Espy: 13 is lucky number
"While 13 is not commonly known as a lucky number, if one digs a little bit deeper, the number 13 represents transformation and renewal, the completion of one cycle and the beginning of another," said Espy on becoming the university's 13th president. "I actually can't think of a more fitting number for today."
She said WSU has served a vital mission and positively affected so many generations of people from all walks of life.
"Wayne State is a leader in redefining academic excellence that is enabling students to succeed through access to a world-class education with a faculty second to none," Espy said. "This mission of transformative social and economic mobility is at the center of my own values and one that I have championed throughout my career."
Espy becomes the seventh woman to lead a Michigan public university since 1972, according to Tania Carlson Reis, an associate professor of organizational leadership and learning at Gannon University in Erie, Pennsylvania, who has researched female presidents at public research institutions.
"The challenge for Dr.
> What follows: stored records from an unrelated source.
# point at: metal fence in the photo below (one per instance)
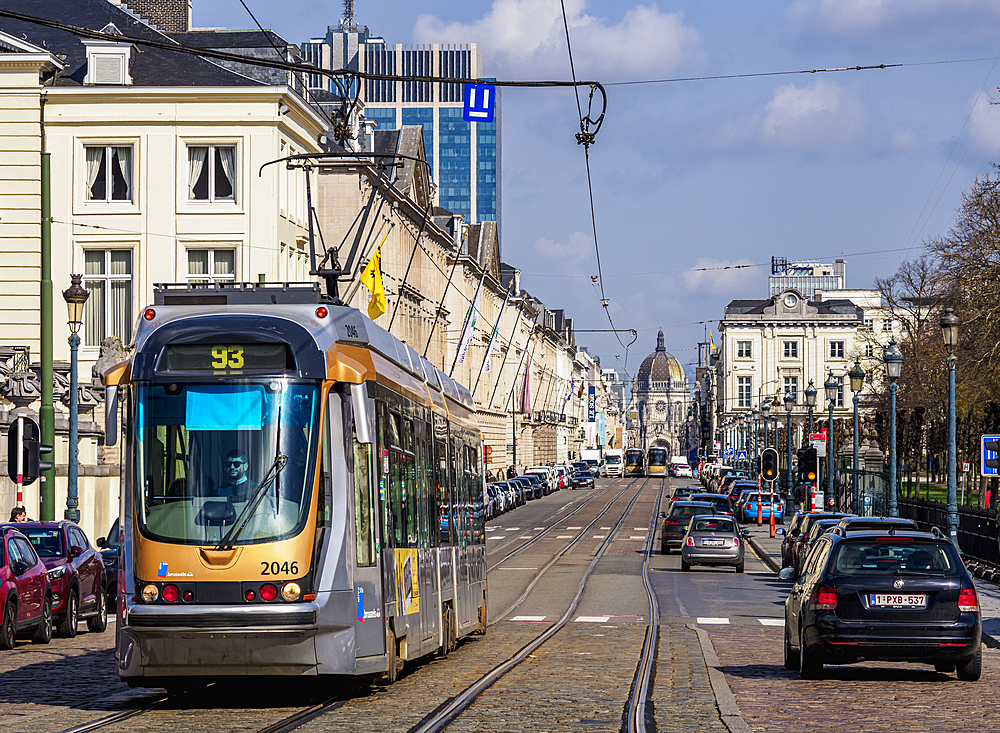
(977, 528)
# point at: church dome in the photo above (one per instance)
(660, 367)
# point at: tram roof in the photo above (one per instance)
(293, 301)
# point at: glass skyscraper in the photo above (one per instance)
(464, 156)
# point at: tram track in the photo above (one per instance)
(451, 710)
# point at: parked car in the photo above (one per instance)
(109, 553)
(675, 522)
(901, 596)
(76, 573)
(712, 540)
(25, 591)
(748, 510)
(721, 502)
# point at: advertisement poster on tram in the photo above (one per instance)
(408, 590)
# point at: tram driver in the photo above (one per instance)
(237, 485)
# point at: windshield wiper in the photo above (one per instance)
(227, 542)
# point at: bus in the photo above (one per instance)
(656, 462)
(634, 462)
(301, 495)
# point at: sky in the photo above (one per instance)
(862, 165)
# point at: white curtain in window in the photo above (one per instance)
(196, 161)
(228, 158)
(95, 156)
(125, 166)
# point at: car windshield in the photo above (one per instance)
(203, 450)
(47, 542)
(713, 525)
(895, 557)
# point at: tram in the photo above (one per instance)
(634, 462)
(656, 462)
(301, 493)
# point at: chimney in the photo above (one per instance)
(167, 16)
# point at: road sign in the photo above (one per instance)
(985, 454)
(480, 102)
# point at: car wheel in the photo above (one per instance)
(99, 623)
(8, 631)
(72, 619)
(973, 669)
(791, 656)
(43, 633)
(810, 667)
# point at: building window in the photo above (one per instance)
(211, 173)
(743, 391)
(792, 387)
(108, 277)
(109, 172)
(211, 266)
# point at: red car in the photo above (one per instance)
(76, 573)
(25, 591)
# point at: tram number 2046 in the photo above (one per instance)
(279, 568)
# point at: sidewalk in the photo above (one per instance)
(769, 550)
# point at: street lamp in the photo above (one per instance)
(810, 402)
(76, 299)
(857, 377)
(831, 386)
(949, 331)
(893, 359)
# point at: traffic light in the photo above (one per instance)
(769, 464)
(22, 437)
(807, 466)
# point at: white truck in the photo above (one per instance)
(614, 463)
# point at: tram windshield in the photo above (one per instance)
(209, 456)
(657, 457)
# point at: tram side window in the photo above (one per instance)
(364, 503)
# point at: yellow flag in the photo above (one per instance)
(371, 278)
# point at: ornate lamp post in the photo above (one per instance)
(831, 386)
(789, 404)
(764, 410)
(810, 402)
(857, 377)
(949, 331)
(893, 359)
(76, 299)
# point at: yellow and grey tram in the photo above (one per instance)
(634, 463)
(301, 495)
(656, 462)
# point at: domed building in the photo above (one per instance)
(660, 394)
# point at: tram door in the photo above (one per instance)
(369, 634)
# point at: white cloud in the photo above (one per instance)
(526, 38)
(738, 280)
(905, 21)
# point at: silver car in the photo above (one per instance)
(712, 539)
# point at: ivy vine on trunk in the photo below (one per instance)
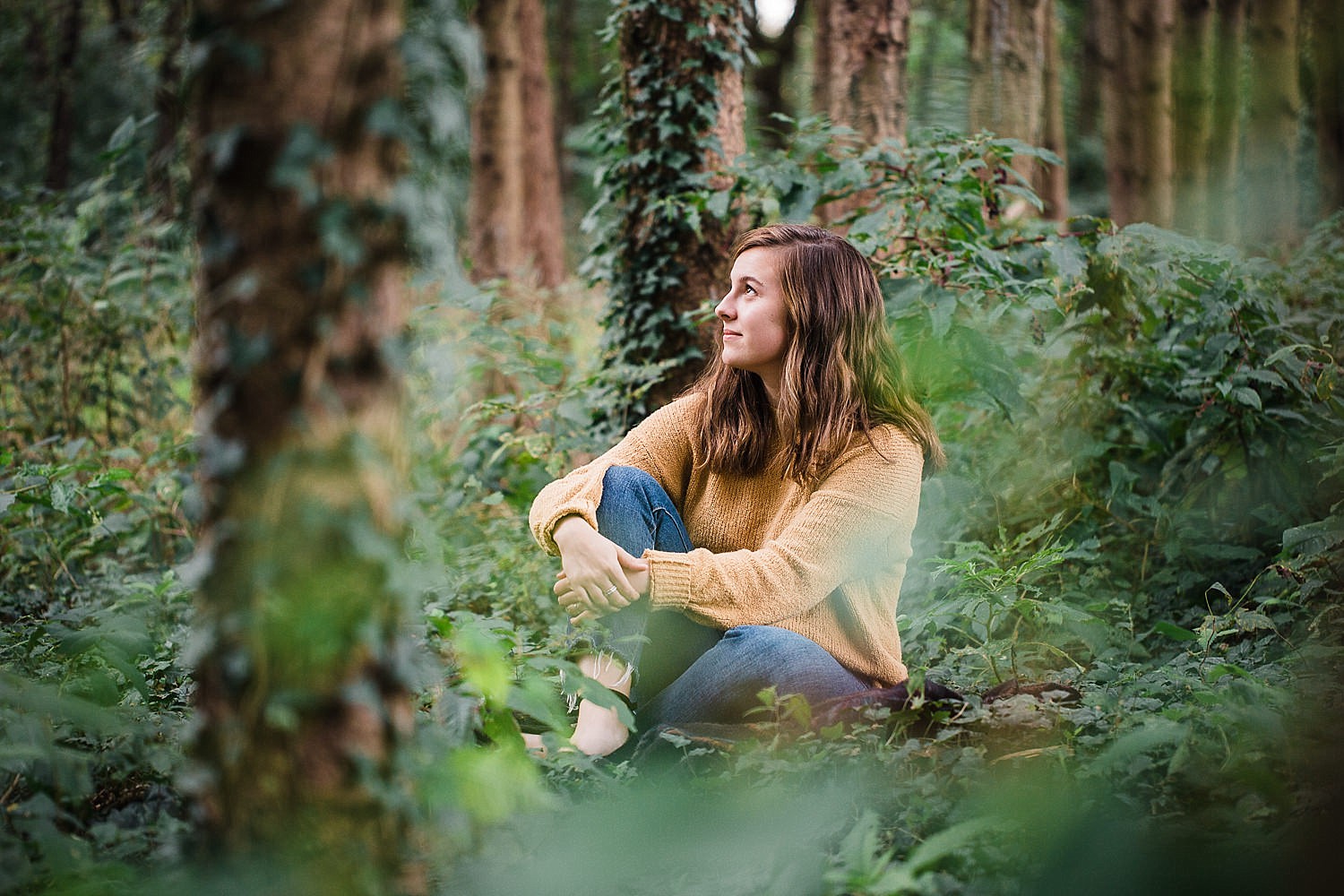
(672, 118)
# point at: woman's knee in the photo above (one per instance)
(769, 642)
(625, 478)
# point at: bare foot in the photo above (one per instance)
(599, 731)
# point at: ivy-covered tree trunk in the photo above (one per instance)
(300, 685)
(675, 117)
(1274, 107)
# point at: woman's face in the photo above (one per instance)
(755, 323)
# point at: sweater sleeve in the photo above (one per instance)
(857, 524)
(660, 446)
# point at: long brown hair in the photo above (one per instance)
(841, 371)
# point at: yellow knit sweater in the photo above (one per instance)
(825, 563)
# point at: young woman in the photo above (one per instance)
(754, 532)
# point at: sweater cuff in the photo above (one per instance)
(546, 530)
(669, 579)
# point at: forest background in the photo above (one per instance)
(303, 300)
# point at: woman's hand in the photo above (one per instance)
(597, 575)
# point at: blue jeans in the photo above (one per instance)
(683, 670)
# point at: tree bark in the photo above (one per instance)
(1193, 107)
(543, 211)
(1136, 45)
(1051, 182)
(300, 308)
(1271, 166)
(1225, 124)
(515, 218)
(62, 104)
(1328, 56)
(168, 108)
(496, 199)
(682, 118)
(1015, 88)
(860, 66)
(776, 56)
(1091, 70)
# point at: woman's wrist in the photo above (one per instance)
(566, 530)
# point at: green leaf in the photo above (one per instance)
(1174, 632)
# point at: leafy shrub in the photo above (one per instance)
(94, 314)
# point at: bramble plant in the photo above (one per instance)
(1144, 503)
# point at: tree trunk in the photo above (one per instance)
(1328, 56)
(543, 211)
(168, 108)
(1137, 116)
(860, 66)
(776, 56)
(1051, 182)
(300, 689)
(862, 81)
(1193, 108)
(1015, 86)
(62, 104)
(515, 220)
(496, 201)
(1007, 45)
(682, 117)
(1225, 125)
(1093, 69)
(1271, 166)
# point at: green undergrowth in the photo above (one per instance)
(1140, 527)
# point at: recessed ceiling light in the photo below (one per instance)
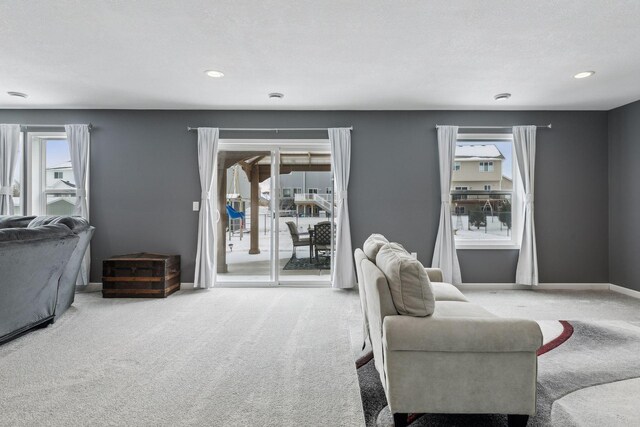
(214, 73)
(584, 74)
(17, 94)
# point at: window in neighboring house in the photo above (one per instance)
(48, 194)
(486, 166)
(479, 217)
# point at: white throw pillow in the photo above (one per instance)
(372, 245)
(408, 281)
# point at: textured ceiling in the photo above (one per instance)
(369, 55)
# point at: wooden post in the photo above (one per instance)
(221, 244)
(255, 209)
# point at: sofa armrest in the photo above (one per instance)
(435, 274)
(461, 334)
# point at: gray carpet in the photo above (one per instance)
(596, 366)
(223, 357)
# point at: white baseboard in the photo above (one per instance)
(97, 287)
(553, 286)
(541, 286)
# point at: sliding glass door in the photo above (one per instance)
(276, 213)
(305, 211)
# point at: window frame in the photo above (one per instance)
(489, 166)
(516, 199)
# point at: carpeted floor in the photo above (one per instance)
(588, 380)
(223, 357)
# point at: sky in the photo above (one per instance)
(57, 152)
(505, 148)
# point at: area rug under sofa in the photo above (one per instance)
(588, 374)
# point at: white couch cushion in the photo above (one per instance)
(446, 292)
(408, 281)
(372, 245)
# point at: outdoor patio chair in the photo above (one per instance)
(322, 238)
(295, 237)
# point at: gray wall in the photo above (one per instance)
(144, 178)
(624, 196)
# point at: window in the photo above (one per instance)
(486, 166)
(481, 206)
(51, 189)
(458, 195)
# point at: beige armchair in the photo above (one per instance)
(461, 359)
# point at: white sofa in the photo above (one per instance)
(461, 359)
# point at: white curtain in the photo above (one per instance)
(343, 270)
(78, 137)
(9, 144)
(205, 274)
(524, 140)
(444, 253)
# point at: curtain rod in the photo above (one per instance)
(495, 127)
(22, 127)
(189, 128)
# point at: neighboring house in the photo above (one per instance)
(307, 193)
(63, 171)
(60, 189)
(478, 181)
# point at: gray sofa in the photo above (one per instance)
(458, 359)
(40, 258)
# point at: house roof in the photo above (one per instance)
(63, 165)
(478, 152)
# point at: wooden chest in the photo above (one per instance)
(140, 275)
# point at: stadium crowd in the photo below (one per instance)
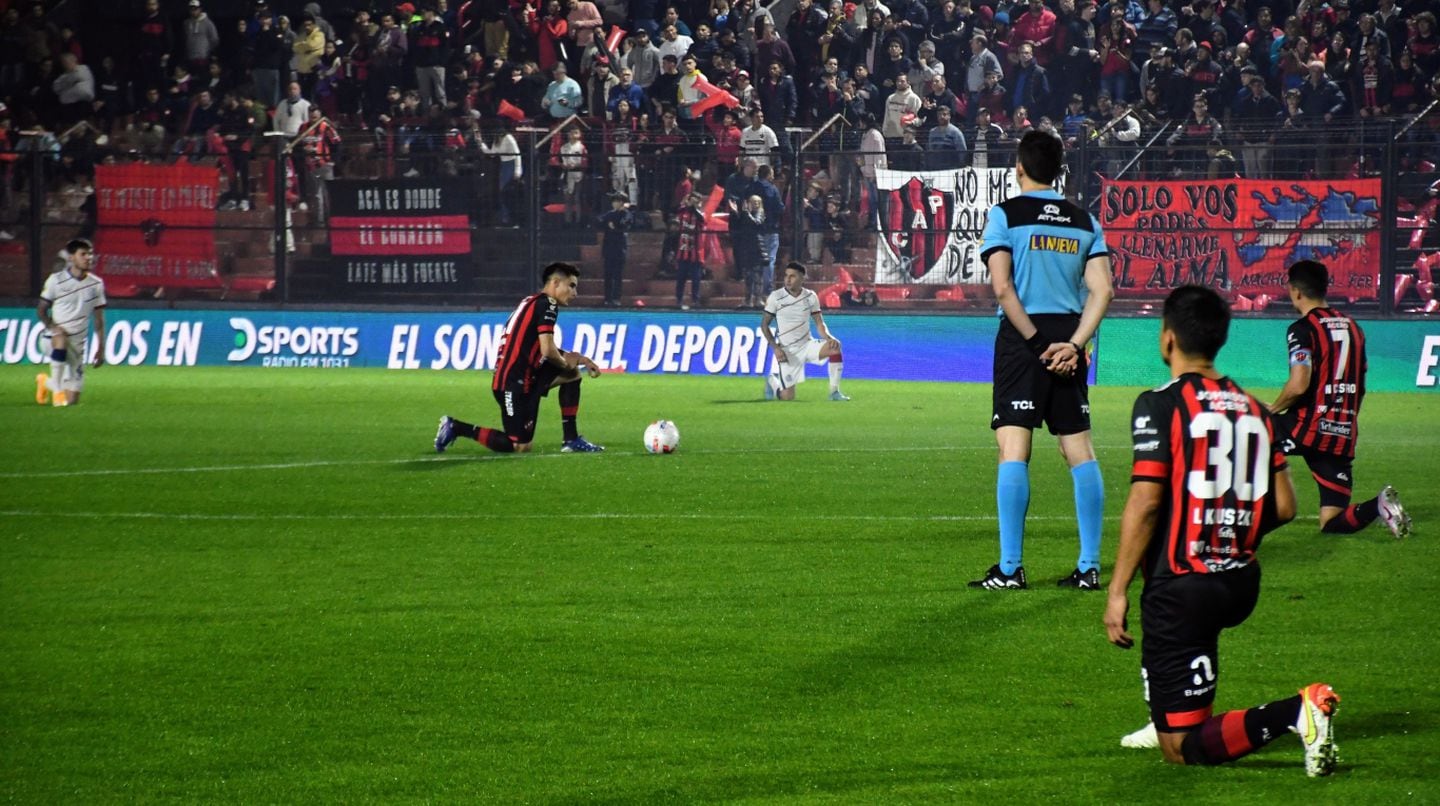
(899, 82)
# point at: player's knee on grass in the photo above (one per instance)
(1172, 747)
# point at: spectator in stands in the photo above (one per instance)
(1036, 26)
(870, 157)
(1424, 43)
(1373, 82)
(1118, 138)
(1293, 140)
(200, 38)
(1256, 117)
(562, 97)
(994, 98)
(837, 229)
(894, 65)
(1171, 84)
(598, 88)
(727, 144)
(671, 42)
(630, 91)
(1321, 98)
(981, 64)
(1185, 144)
(622, 138)
(948, 30)
(945, 144)
(318, 148)
(153, 45)
(870, 95)
(585, 22)
(291, 115)
(642, 58)
(1260, 39)
(1407, 92)
(236, 134)
(925, 66)
(815, 225)
(985, 137)
(575, 160)
(511, 170)
(689, 269)
(938, 97)
(900, 102)
(778, 97)
(1155, 30)
(769, 228)
(429, 46)
(1030, 82)
(1116, 45)
(805, 29)
(386, 58)
(1077, 53)
(758, 141)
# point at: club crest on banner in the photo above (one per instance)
(930, 223)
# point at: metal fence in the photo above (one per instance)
(1174, 210)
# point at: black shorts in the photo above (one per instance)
(1180, 645)
(1026, 393)
(1332, 474)
(520, 408)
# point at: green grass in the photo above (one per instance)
(262, 586)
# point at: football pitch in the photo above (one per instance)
(244, 585)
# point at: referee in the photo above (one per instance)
(1050, 269)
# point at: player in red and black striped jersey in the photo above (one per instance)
(1210, 481)
(527, 366)
(1319, 406)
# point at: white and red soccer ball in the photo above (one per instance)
(661, 436)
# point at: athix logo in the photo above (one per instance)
(1051, 213)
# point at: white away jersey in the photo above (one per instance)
(72, 301)
(792, 314)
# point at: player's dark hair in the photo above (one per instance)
(1311, 278)
(1043, 156)
(559, 268)
(1200, 320)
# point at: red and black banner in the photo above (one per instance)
(156, 223)
(1240, 236)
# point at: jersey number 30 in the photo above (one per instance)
(1236, 458)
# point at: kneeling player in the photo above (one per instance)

Epsy will be: Can she migrate to Wayne State, which is often viewed as an undiscovered gem in Detroit, and make it shine?" Reis said. "If Wayne State hopes to bolster its medical school, her credentials in psychology and neuropsychology could potentially bridge social science with medical science — thus bringing a broader and more impactful focus on health care and medical education.
"She also needs to increase undergraduate enrollment during a time when most universities are fighting to find students."
Espy joins WSU after serving since 2018 at the University of Texas at San Antonio, a top public research university with an enrollment of 32,000 students, 43% of which are first-generation students or the first from their families to attend college.
Prior to that, Espy was senior vice president for research at the University of Arizona, graduate dean and vice president for research and innovation at the University of Oregon, and associate vice president for research and acting graduate dean at the University of Nebraska-Lincoln. She began her career at Southern Illinois University, where she taught undergraduate, graduate and first-year medical students as well as served as the founding director of the Center for Integrated Research in Cognitive and Neural Sciences.
While at the University of Arizona, Espy was "a member of the leadership team that developed and implemented the historic academic partnership with Banner Health, which achieved record growth in clinical trials, life science research and NIH awards," according to her biography on the University of Texas at San Antonio website.
Wilson has said that one of the top priorities of the new WSU president should be to grow the academic partners for medical school students. WSU's medical school and Henry Ford Health System were on a path toward a partnership in 2019 that failed when there was a divided board; Michigan State University subsequently struck a 30-year deal with the Henry Ford system in 2021.
Throughout her career, Espy has had 28 awards as a principal investigator or co-principal investigator with a total value of $21.2 million from the National Institutes of Health, said James Finkelstein, George Mason University public policy professor emeritus, who studies college presidents. Her last award was in 2016.
"She appears to continue publishing in her discipline, mostly as a collaborator rather than as a principal author," Finkelstein said.
Espy earned her bachelor’s degree in psychology from Rice University in Houston and her master’s degree and doctoral degrees in psychology and clinical neuropsychology, respectively, from the University of Houston.